ReplyDeleteThis article caught my eyes because I used to think that I am a narcissistic person because I used to take a lot of pictures wherever I go and I like getting extra attentions. But after reading this article, I realized that being a narcissist is so much more than that and a lot of people especially in Indonesia might have used the word incorrectly as we often describe someone who takes a lot of pictures of themselves as narcissist. So I took the test, and I got 25 points which means I am self-aware. My score also mean that I am The Golden Ruler and the explanation of The Golden Ruler truly describes me - I make time for others, but I still keep time for myself.
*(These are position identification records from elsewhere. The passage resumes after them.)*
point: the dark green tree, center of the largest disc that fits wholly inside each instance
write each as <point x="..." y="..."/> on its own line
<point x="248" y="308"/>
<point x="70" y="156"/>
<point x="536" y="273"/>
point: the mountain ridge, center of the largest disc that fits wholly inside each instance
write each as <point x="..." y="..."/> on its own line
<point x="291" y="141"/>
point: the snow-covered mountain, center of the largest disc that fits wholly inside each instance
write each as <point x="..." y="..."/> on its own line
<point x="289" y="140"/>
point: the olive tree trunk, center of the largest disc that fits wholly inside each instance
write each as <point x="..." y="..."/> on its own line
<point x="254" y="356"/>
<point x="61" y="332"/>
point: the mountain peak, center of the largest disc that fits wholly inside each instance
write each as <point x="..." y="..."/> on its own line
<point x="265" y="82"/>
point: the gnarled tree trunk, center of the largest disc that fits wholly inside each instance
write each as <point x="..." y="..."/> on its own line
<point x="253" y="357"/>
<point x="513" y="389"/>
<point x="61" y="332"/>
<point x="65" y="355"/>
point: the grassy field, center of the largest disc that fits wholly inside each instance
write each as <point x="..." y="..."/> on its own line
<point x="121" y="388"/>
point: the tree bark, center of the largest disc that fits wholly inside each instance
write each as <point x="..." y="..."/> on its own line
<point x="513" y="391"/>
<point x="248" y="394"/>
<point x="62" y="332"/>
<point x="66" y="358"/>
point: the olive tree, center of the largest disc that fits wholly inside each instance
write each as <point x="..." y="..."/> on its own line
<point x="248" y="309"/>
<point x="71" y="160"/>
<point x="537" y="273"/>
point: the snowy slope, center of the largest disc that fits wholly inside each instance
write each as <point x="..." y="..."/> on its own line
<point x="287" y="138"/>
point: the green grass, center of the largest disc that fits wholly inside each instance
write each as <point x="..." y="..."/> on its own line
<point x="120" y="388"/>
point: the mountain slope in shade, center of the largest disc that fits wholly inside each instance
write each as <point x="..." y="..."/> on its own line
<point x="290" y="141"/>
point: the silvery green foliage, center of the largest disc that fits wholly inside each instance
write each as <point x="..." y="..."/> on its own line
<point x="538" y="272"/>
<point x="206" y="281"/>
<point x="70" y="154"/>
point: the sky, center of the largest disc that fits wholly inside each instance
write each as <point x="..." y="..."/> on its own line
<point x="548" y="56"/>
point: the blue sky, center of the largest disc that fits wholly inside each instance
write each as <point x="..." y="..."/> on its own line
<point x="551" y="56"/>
I believe that it is important to balance the time we spend with others and also ourselves because sometimes we need to socialize with others in order to stay sane but other times we need to be alone and away from the outside world to just take a step back and see what is going on in our lives so we can reflect on it.
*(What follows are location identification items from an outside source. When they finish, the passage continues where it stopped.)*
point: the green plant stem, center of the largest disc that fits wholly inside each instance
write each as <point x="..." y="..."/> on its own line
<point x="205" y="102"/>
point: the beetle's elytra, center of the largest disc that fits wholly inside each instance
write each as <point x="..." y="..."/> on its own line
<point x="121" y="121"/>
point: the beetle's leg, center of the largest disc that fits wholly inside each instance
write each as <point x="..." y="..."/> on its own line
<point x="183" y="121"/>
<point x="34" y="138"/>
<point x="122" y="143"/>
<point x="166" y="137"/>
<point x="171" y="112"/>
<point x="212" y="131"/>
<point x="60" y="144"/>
ReplyDeleteI think its true that messages about loving yourself, being confident, and comfortable in your skin bombard us. Being told that “everyone is special” really annoys me because most of the time people feel that they can do anything they want because the legitimation of them being special. The phrase “everyone is special” has a broad meaning and it often conveys a misleading message when said to someone especially when they are still a kid. We can all agree on everyone being special but when they don’t use their “competitive advantage” to a certain degree that it could be beneficial for the community, it doesn’t do them any good and it could might as well be harmful for them or the community. I am sorry because my comment deviates from the main subject of the passage as I was reading the article and the first few sentences “Messages about loving yourself, being confident, and comfortable in your skin bombard us. We are constantly given mantras like “everyone is special” and “you have to love yourself first.” From an early age, classroom teachers use positive reinforcement to bolster the self-image of every student.” caught my attention.